Mr. Joshi invited our attention to a decision of the Supreme Court in CIT v. V. Damodaran : 121ITR572(SC) , where it has been observed that the High Court would have no jurisdiction to consider and decide such questions. The relevant observations are to be found at page 577 of the report and read as follows :
'The second question is whether the provision for payment of tax and dividend can be taken into account when computing the accumulated profits as on March 31, 1958. The Revenue contends that this question should not have been referred by the Appellate Tribunal to the High Court at the instance of the assessee because no reference application was made by the assessee. The only reference application, it is pointed out, before the Appellate Tribunal was the reference application filed by the CIT. We are of opinion that the Revenue is right. The objection was taken by the Revenue before the Appellate Tribunal when the statement of case was being prepared, but the Appellate Tribunal overruled the objection, relying on Girdhardas & Co. Ltd. v. CIT : 31ITR82(Bom) . It does not appear that the Revenue contended before the High Court that the reference made to it by the Appellate Tribunal was incompetent in so far as the second question was concerned. Since, however, the objection pertains to the competence of the reference to the extent that it covers the second question and, therefore, relates to the jurisdiction of the High Court to consider and decide that question, we are of opinion that the Revenue is entitled to raise that question before us.'
It is undoubtedly true that in V. Damodaran's case : 121ITR572(SC) , it has been observed by Pathak J., speaking for the Bench, that the Revenue had objected to the reference before the Tribunal, but the Tribunal had overruled the objection. On the other hand (in V. Damodaran's case), the objection had not been pressed before the High Court. Despite this, the Supreme Court considered the objection and held that the contention went to the root of the question of jurisdiction, and ultimately decided in favour of the Revenue.

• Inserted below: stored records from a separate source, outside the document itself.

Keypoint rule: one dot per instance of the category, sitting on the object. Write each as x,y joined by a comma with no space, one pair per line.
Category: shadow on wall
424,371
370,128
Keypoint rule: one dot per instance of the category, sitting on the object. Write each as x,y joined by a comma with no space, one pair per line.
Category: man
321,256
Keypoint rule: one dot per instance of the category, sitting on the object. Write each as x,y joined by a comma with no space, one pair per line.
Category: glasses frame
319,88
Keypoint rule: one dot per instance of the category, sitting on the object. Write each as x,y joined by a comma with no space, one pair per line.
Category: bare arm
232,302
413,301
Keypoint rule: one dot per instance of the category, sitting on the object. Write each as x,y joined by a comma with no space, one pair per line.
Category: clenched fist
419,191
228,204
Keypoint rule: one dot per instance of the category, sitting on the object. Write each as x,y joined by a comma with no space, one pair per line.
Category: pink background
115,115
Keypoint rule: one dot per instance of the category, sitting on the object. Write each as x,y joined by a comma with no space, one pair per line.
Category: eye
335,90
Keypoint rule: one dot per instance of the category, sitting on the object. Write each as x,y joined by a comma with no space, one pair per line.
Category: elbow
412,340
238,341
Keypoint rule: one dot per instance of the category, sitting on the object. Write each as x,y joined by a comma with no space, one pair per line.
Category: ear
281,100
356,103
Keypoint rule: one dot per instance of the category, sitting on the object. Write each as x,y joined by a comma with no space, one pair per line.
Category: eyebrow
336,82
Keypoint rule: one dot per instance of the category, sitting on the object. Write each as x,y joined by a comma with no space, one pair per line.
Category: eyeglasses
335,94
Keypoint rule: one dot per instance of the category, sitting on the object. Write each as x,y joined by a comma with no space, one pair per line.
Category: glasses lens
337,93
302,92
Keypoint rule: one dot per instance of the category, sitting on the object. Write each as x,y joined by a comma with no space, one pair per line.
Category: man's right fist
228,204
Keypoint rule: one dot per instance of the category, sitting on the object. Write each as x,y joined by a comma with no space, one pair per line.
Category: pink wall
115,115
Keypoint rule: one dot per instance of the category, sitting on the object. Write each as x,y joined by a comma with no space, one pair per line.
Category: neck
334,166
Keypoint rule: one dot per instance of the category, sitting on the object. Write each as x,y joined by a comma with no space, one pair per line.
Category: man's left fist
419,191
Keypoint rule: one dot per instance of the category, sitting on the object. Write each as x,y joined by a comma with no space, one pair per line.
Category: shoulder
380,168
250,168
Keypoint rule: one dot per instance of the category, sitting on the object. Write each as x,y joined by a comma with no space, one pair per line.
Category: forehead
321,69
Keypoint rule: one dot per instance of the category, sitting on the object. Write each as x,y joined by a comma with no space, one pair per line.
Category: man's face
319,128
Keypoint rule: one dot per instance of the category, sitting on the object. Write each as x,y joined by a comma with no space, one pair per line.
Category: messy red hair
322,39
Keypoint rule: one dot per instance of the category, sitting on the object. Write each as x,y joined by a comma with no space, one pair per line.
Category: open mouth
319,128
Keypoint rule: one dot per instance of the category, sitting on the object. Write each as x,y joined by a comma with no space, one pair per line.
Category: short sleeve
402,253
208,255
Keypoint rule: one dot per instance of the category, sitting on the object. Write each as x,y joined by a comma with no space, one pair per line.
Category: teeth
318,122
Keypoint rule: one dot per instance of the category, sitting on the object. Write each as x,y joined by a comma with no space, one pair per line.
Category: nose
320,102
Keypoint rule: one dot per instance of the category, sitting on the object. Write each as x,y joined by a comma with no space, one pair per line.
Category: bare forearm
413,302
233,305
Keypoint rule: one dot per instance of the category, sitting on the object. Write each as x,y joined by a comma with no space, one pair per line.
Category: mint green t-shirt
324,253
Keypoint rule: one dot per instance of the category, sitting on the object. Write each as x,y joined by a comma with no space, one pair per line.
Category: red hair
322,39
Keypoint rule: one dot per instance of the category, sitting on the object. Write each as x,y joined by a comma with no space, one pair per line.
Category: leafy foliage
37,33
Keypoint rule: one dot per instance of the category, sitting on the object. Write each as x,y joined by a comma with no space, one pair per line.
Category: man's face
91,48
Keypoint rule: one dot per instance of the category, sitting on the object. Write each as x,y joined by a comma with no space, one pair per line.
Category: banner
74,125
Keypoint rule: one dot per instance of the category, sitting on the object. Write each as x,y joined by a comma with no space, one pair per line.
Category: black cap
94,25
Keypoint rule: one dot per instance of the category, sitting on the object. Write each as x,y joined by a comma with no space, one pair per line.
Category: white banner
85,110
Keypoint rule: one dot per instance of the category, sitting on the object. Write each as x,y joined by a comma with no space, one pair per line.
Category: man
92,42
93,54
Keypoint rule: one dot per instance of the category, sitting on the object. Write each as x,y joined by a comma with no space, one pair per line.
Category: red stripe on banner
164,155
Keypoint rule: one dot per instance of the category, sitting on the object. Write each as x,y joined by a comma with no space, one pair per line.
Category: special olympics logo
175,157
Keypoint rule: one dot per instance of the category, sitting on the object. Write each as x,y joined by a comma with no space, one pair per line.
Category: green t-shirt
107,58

We are bound by the said decision, and, in accordance therewith, we will refrain from giving our opinion on questions Nos. 3 and 4. As the Supreme Court has observed that the reference itself (as far as these two questions are concerned) is incompetent, it is not proper for the High Court to give its advice on these two questions (questions Nos. 3 and 4) improperly referred to us.
As far as questions Nos. 1 and 2 are concerned, the Tribunal relied on the decision given by this High Court for the different assessment years. This decision was in Income-tax Reference No. 94 of 1963 decided by the High Court on March 17, 1970 [CIT v. Public Utilities Investment Trust Ltd. (No. 1) : 143ITR236(Bom) (supra)]. Mr. Joshi has very fairly conceded that an application was made for leave to appeal to the Supreme Court against the said decision, but that application had been rejected by the High Court. Counsel are agreed that these two questions are required to be answered in favour of the assessee by following the earlier High Court decision which indeed had been followed by the Tribunal. Accordingly, the questions are answered as follows :
Question No. 1 :
In the affirmative and in favour of the assessee.
Question No. 2 :
In the affirmative and in favour of the assessee.
Questions Nos. 3 and 4 :
Parties, however, will bear their own costs of the reference.